If you do not want to make a copy of a dataset, and instead wish to modify an existing dataset, then you can simply use the same dataset name in the DATA statement and in in the SET statement.

DATA sample;
    SET sample;
    <other commands here>
RUN;

However, you should be aware that this will permanently overwrite the existing dataset. That is, if you use the same names, then SAS will overwrite the existing dataset with the new dataset you are creating.

Data Step Options

Data step options generally perform variable-level actions, like renaming or dropping variables from a dataset. Options usually appear in parentheses right after the name(s) of a dataset that is referenced in the DATA statement or in the SET statement.

Drop Variables or Keep Variables

In the data step, DROP and KEEP are used to "throw out" certain variables from your dataset:

  • KEEP tells SAS to keep only the listed variables; all other variables are removed from the dataset.
  • DROP tells SAS to remove only the listed variables from the dataset; all other variables are kept.

These two options can accomplish the same thing, but in a given situation one will likely be easier than another. If you only want to remove a couple of variables from a dataset, then using a DROP option would be easier than specifying all the variables to stay in a KEEP option. Conversely, if you only want to keep a couple of variables in the dataset then using a KEEP option would be easier than specifying all the variables to remove in a DROP option.

Example: Dropping variables by name

Suppose we want to create a new dataset with a variable BMI computed from the existing variables height and weight. Suppose that we also don't want the height and weight variables to be carried over into the new dataset. The following example creates two new variables (bmi and height2) based on the existing variables height and weight, but removes height and weight from the new dataset sample_new_vars.

DATA sample_new_vars (DROP = height weight);
    SET sample;
    bmi = (weight / (height*height) ) * 703;
    height2 = height * 0.0254;
RUN;

Example: Keeping all variables of a specific type

Let's say that we want to make a copy of our dataset, but only keep the character variables (and the ID variable, ids). SAS has special syntax for "name lists", which allow you to use a special nickname to refer to "all character variables in this dataset" (_CHAR_) or "all numeric variables in this dataset" (_NUMERIC_). These name lists can be used in a DROP or KEEP statement, in place of (or in addition to) typical variable names.

DATA sample_stringonly;
   SET sample(KEEP=ids _CHAR_);
RUN;

DATA sample_numericonly;
   SET sample(KEEP=ids _NUMERIC_);
RUN;

Rename Variables

The RENAME option tells SAS to change the name of one or more variables. Its general form is:

    RENAME = (oldvariable1=newvariable1 oldvariable2=newvariable2 ...)
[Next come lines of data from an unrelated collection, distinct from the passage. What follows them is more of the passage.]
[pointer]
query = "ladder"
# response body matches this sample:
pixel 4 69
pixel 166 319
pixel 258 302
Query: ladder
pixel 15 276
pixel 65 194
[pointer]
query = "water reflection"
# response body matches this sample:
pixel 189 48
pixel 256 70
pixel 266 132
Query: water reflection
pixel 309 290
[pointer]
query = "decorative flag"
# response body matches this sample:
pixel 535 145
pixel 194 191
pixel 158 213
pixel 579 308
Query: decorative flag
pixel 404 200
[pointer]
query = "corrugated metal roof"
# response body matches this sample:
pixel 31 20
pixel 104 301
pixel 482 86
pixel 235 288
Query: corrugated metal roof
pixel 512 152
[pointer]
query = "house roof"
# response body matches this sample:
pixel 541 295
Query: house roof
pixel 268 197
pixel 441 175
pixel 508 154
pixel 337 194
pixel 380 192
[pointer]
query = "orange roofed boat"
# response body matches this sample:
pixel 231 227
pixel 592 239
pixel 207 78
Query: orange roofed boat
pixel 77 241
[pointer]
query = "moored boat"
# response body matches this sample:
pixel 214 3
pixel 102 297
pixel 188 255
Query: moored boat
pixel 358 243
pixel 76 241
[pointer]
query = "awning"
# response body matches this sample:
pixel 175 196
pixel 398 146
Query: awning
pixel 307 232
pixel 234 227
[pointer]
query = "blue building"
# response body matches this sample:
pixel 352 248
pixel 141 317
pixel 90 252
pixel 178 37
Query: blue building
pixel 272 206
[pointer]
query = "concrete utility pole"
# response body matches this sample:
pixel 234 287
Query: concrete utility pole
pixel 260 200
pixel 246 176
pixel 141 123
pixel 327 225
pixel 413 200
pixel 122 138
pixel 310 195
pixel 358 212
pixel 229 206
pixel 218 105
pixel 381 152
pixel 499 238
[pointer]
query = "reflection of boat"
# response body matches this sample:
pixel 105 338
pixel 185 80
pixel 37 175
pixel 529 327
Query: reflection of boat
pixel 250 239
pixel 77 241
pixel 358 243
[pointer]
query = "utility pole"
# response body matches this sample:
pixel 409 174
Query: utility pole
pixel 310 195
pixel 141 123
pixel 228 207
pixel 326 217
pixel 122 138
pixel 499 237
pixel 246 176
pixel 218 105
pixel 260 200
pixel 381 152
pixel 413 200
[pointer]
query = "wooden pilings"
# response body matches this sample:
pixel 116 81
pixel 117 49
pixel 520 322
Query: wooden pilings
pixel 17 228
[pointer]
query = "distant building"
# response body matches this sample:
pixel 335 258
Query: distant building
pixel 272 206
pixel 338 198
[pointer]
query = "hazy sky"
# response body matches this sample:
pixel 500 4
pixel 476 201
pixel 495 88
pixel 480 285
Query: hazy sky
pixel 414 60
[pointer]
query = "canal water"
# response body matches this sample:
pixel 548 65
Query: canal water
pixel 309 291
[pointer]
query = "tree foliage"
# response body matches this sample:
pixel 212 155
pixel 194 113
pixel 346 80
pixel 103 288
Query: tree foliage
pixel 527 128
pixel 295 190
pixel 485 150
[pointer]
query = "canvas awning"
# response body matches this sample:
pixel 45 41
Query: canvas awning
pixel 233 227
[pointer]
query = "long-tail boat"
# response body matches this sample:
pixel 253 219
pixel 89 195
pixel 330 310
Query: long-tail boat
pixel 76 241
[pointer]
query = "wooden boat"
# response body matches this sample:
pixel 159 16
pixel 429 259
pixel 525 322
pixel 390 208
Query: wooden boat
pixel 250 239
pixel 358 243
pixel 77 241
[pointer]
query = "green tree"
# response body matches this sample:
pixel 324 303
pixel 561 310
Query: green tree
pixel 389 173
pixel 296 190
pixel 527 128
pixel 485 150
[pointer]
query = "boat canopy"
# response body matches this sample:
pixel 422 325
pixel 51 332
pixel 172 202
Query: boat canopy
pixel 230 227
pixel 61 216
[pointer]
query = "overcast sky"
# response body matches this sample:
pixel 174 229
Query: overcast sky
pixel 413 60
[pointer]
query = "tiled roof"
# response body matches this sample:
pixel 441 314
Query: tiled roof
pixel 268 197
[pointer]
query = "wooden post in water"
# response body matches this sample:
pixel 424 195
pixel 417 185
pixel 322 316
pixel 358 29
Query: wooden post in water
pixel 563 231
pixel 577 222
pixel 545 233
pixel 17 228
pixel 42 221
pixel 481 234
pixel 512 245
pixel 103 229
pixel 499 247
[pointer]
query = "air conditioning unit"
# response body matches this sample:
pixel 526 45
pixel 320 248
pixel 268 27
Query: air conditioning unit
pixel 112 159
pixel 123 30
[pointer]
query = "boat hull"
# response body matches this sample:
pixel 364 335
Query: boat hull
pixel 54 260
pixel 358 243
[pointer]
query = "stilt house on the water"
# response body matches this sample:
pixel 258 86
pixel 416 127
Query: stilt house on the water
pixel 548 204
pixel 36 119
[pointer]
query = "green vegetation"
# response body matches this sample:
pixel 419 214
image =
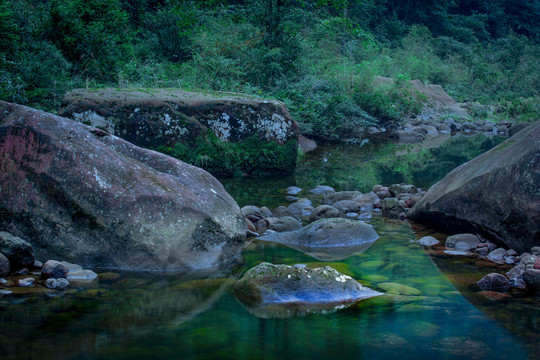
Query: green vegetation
pixel 251 156
pixel 318 56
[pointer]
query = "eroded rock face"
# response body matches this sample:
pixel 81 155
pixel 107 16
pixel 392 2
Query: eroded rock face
pixel 496 194
pixel 165 117
pixel 77 193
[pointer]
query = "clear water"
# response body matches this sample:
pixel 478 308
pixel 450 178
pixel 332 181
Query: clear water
pixel 154 316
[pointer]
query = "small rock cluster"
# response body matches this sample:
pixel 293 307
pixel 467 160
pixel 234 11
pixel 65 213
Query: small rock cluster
pixel 19 268
pixel 526 270
pixel 323 202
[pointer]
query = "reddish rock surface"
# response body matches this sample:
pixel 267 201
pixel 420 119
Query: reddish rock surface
pixel 77 193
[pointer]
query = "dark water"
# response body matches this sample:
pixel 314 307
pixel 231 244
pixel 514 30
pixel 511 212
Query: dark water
pixel 153 316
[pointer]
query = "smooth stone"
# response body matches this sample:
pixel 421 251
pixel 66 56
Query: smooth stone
pixel 428 241
pixel 27 282
pixel 494 282
pixel 293 190
pixel 399 289
pixel 83 275
pixel 470 239
pixel 269 284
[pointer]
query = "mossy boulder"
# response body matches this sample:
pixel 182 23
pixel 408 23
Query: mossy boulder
pixel 496 194
pixel 269 284
pixel 224 133
pixel 77 193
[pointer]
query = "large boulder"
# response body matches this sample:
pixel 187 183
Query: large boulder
pixel 496 194
pixel 181 123
pixel 269 284
pixel 328 239
pixel 77 193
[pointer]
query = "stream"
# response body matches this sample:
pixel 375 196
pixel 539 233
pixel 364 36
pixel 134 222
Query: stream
pixel 152 316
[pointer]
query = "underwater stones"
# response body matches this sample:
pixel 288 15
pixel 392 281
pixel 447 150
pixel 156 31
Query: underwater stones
pixel 333 198
pixel 56 284
pixel 268 284
pixel 428 241
pixel 82 275
pixel 286 223
pixel 495 194
pixel 468 241
pixel 53 269
pixel 323 212
pixel 19 252
pixel 494 282
pixel 497 255
pixel 392 288
pixel 322 190
pixel 531 277
pixel 97 200
pixel 5 266
pixel 402 188
pixel 293 190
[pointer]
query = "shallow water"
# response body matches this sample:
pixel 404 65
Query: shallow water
pixel 138 316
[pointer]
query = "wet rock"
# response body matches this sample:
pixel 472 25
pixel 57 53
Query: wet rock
pixel 282 211
pixel 531 277
pixel 268 284
pixel 347 206
pixel 300 208
pixel 19 252
pixel 392 288
pixel 82 275
pixel 341 195
pixel 322 190
pixel 27 282
pixel 514 129
pixel 286 223
pixel 470 240
pixel 53 269
pixel 515 275
pixel 5 266
pixel 56 284
pixel 99 200
pixel 252 213
pixel 391 208
pixel 323 212
pixel 495 193
pixel 328 239
pixel 428 241
pixel 293 190
pixel 497 255
pixel 494 282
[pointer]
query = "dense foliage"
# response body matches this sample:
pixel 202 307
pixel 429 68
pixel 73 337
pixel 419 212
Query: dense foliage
pixel 319 56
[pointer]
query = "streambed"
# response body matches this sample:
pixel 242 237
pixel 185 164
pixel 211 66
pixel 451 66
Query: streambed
pixel 436 316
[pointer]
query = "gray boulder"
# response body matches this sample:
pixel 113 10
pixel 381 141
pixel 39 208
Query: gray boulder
pixel 285 223
pixel 470 240
pixel 283 285
pixel 328 239
pixel 97 200
pixel 494 282
pixel 496 194
pixel 323 212
pixel 19 252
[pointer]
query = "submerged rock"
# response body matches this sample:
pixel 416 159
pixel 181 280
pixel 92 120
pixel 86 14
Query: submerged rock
pixel 328 239
pixel 80 194
pixel 494 282
pixel 496 194
pixel 324 287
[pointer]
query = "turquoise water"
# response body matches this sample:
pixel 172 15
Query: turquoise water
pixel 155 316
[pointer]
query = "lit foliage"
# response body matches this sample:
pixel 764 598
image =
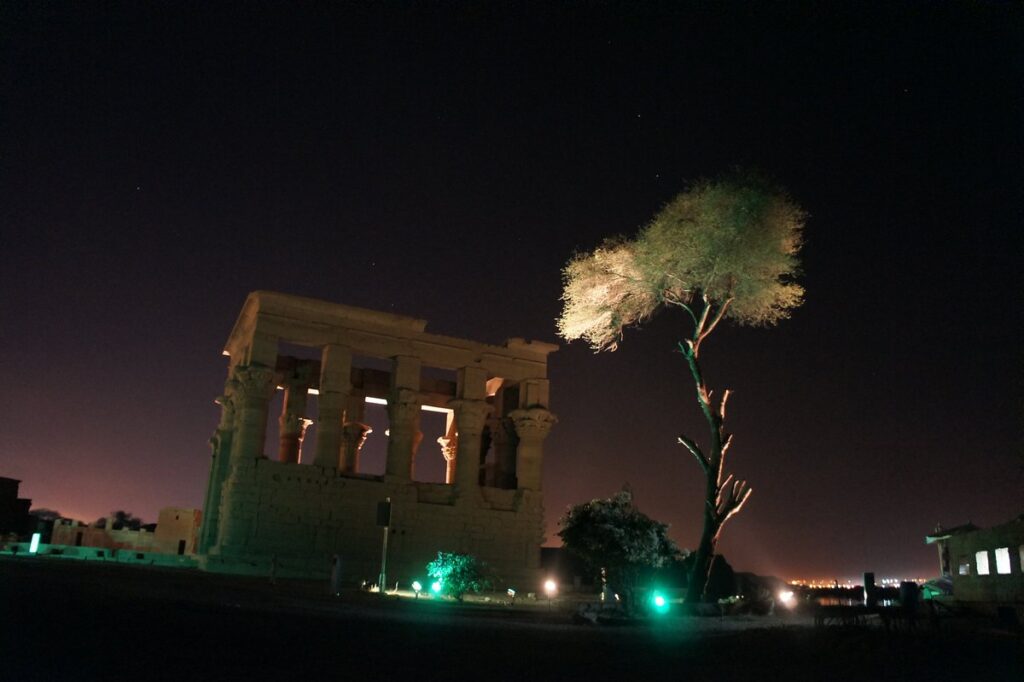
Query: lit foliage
pixel 615 536
pixel 727 246
pixel 723 249
pixel 459 573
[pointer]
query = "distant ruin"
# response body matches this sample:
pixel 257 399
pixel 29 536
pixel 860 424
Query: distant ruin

You can rename more than one variable within the parentheses as long as each pair of old and new variable is separated by a space.

Example

To change the names of the variables Gender and DOB to Sex and Date_of_Birth, respectively, we could use the following syntax:

DATA sample2 (RENAME=(Gender=Sex DOB=Date_of_Birth));
    SET sample;
RUN;

What is the difference between putting the DROP, KEEP, or RENAME options in the DATA statement instead of the SET statement?

You may have noticed in the above examples that some included the DROP or KEEP options in the SET statement, while others put it in the DATA statement (the first line of the data step).

  • Options in the SET statement take effect immediately. They affect the data that we're using as a "base" or "starting point" within that data step.
    • If you rename a variable in the SET statement, you'll use the new name in any computations or formulas within that data step.
  • Options in the DATA statement take place last. Think of them as "finishing touches" that take place after all of your computations within the data step are processed.
    • If you rename a variable in the DATA statement, it won't change the variable names right away - so it won't affect syntax you put within that data step.

More Data Step Options

Data step options provide SAS with additional instructions on how to read or write the dataset you name. They are generally attached to an output dataset (one that SAS is going to create), but they can also be attached to an input dataset (one that SAS is going to read, like when a SET statement is used).

We have covered some of the most common data step options here. You can discover more options in the SAS Help and Documentation window.